The strong predictive value of TILs in TNBC has been reported in numerous studies, however, in most of them the cut-offs of 50 or 60% best separated good responders (pCR) from the poor ones (non-pCR) (39, 40). In our study, 30% was the best-separating among the predefined cut-offs (5, 10, 30, and 50%), similarly to what was reported by Ono et al. (41). Some of the recent studies showed that lower cut-offs than the ones used for definition of lymphocyte-predominant breast cancer (≥50%) can also statistically significantly separate patient groups according to the pCR rate (42–45).
The presence of TILs in tumors reflects both systemic and local immunity (within the tumor bed). It has not been fully explored yet how the parameters of systemic immunity (white blood cell counts, circulating immune cell subpopulations) correlate with lymphocytic infiltration of cancers, including breast cancer. We did not find a correlation between any baseline blood count or blood count-derived parameter with TILs, which might indicate a distinct regulation of systemic and tumor-site immune response. Previous studies in metastatic breast cancer have shown inferior patient outcomes in patients with general or specific (CD4+) lymphopenia, however data on baseline blood count impact on early TNBC response to therapy and outcome are still scarce (46, 47).

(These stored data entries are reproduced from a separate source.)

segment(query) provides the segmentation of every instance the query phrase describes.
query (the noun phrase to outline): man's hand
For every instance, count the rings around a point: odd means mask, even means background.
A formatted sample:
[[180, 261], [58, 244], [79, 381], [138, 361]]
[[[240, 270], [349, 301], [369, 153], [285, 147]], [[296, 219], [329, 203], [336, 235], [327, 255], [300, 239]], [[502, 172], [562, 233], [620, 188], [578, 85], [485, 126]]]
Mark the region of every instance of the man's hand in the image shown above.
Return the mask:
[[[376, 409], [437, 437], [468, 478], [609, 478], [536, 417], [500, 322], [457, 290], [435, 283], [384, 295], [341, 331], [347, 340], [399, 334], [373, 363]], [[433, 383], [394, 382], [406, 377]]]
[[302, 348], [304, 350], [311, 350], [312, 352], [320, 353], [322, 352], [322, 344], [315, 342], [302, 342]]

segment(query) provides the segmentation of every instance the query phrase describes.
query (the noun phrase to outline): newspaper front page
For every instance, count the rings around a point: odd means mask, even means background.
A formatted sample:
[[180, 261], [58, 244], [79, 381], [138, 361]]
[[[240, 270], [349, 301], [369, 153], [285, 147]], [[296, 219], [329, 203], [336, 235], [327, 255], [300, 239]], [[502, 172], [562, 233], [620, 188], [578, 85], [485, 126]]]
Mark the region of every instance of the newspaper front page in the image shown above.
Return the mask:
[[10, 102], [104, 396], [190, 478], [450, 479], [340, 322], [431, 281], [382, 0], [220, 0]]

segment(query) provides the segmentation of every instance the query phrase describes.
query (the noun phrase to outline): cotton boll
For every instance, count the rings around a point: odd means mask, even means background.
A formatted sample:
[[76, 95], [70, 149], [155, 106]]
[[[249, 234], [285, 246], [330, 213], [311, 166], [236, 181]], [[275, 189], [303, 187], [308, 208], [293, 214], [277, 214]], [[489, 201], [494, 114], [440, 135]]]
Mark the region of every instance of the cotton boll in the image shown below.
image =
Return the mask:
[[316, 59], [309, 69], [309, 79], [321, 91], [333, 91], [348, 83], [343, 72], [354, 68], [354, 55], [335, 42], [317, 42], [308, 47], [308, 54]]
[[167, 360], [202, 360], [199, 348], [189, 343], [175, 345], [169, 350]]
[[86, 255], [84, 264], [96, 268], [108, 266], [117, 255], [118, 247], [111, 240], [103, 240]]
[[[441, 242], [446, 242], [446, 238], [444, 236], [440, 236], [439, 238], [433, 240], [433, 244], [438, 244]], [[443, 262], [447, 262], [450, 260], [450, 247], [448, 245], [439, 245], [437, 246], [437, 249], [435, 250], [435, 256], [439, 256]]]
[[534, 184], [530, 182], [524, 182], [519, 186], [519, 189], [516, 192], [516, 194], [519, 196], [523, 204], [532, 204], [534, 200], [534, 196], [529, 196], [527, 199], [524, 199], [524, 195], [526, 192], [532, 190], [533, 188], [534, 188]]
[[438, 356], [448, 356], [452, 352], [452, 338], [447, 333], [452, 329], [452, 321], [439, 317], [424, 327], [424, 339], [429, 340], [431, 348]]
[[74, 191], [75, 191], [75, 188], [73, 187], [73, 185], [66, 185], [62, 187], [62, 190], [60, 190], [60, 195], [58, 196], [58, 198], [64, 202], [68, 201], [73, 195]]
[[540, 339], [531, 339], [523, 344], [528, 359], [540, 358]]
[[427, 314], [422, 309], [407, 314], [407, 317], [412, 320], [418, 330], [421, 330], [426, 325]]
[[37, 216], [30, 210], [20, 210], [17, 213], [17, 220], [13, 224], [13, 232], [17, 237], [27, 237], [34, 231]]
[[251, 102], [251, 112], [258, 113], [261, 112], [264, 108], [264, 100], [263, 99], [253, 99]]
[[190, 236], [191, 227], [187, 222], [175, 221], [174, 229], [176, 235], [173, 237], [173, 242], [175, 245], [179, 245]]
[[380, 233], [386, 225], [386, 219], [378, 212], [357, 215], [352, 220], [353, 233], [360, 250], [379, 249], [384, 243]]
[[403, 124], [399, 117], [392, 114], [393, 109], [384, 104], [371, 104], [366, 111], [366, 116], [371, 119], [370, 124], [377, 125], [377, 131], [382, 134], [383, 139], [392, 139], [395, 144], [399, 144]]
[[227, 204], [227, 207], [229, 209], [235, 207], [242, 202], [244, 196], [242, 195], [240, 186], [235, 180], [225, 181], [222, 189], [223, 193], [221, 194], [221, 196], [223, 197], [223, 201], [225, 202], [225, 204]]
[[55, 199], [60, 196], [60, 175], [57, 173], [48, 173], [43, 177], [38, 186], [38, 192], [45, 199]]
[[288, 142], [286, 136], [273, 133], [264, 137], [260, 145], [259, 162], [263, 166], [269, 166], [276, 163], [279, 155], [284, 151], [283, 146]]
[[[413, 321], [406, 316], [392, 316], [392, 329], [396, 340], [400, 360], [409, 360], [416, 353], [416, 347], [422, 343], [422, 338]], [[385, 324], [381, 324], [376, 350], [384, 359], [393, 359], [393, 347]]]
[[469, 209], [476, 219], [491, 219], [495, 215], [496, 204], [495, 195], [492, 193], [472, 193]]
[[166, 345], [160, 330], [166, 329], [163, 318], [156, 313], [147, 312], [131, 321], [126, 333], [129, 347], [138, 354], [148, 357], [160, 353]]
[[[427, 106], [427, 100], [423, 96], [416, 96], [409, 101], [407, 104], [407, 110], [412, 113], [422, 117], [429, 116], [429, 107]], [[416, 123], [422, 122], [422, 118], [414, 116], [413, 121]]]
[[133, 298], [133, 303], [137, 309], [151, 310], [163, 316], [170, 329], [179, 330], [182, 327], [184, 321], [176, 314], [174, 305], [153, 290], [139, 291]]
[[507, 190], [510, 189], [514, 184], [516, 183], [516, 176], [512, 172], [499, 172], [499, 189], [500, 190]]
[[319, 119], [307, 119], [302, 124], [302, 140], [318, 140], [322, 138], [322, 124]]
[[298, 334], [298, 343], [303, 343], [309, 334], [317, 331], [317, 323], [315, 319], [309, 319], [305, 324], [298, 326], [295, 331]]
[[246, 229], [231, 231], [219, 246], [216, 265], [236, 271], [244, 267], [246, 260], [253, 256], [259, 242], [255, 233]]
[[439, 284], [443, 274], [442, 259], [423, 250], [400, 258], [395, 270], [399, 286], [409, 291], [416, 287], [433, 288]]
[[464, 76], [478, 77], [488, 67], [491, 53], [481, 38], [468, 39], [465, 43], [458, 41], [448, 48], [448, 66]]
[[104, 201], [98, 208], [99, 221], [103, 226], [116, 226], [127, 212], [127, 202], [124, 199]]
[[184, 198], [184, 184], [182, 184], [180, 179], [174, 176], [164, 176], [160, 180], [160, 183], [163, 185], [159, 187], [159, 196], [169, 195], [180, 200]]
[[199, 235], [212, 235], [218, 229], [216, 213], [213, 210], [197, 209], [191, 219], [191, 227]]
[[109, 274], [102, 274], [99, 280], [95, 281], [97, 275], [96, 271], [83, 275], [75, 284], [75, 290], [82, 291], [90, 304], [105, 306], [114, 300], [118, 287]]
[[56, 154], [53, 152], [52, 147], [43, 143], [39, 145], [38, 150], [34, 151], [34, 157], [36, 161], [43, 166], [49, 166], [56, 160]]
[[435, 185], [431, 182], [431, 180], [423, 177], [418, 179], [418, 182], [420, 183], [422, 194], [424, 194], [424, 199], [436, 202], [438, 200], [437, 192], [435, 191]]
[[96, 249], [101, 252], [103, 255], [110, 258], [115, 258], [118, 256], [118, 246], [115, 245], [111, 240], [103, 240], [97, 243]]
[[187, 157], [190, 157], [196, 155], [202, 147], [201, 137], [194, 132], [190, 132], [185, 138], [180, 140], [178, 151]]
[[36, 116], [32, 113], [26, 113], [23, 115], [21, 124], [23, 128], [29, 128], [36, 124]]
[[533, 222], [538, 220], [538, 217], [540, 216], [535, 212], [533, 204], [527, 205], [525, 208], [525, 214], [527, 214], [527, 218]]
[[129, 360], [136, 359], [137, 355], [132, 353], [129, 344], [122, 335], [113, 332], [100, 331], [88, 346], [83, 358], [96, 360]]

To the best of our knowledge, this is the largest study of NACT-treated TNBC patients which showed predictive value of PLR. Graziano et al. found that a combination of low NLR (≤2.42) and low PLR (≤104.47) was associated with higher pCR rate in a population of 373 all-type breast cancer patients, including only 62 TNBC patients (6). Cuello-Lopez et al. showed that low pre-treatment PLR (PLR <150) correlated with higher pCR rate in 272 breast cancer patients, however, no correlation could be found within the 62 TNBC patients of their cohort (25). Asano et al. observed similar results in a population of 177 breast cancer patients, but only 61 of them had a TNBC (23). In this study, low PLR was defined as lower than 133.25, which is similar to the published data (25, 48). The particularity of our study is that low PLR was not significantly associated with pCR only but with pCR and the presence of small post-NACT residual tumor. As we already explained above, the group of patients with small residual tumours after NACT had an even better outcome than the pCR group, so PLR was the only predictor of the real good response in our cohort. Indeed, and contrary to TILs, PLR was practically identical in the pCR group (median: 125.3, mean ± SD: 131.5 ± 46.3) and the small residual disease group (median: 124.3, mean ± SD: 139.4 ± 62.4) (data not shown). One explanation for this superiority of PLR over TILs could be that PLR did not change the same way as TILs during NACT. TILs could have developed/increased during NACT, and thus contribute to good response even in the patients with low pre-treatment TIL values. PLR could have had dynamics with less change impacting the response. Studies about PLR dynamics during NACT are scarce; most of them were performed in esophageal or rectal cancer treated by chemoradiation and their results are conflicting. Some studies reported the association of PLR increase and pCR, whereas in others lowering of PLR was favorable for good response (49, 50). To better determine the time point during NACT at which the PLR value is most predictive, as well as to determine the predictive value of PLR change between different time-points during NACT, prospective studies are needed, like the one our group has recently initiated (PERCEPTION trial, NCT04068623) (51).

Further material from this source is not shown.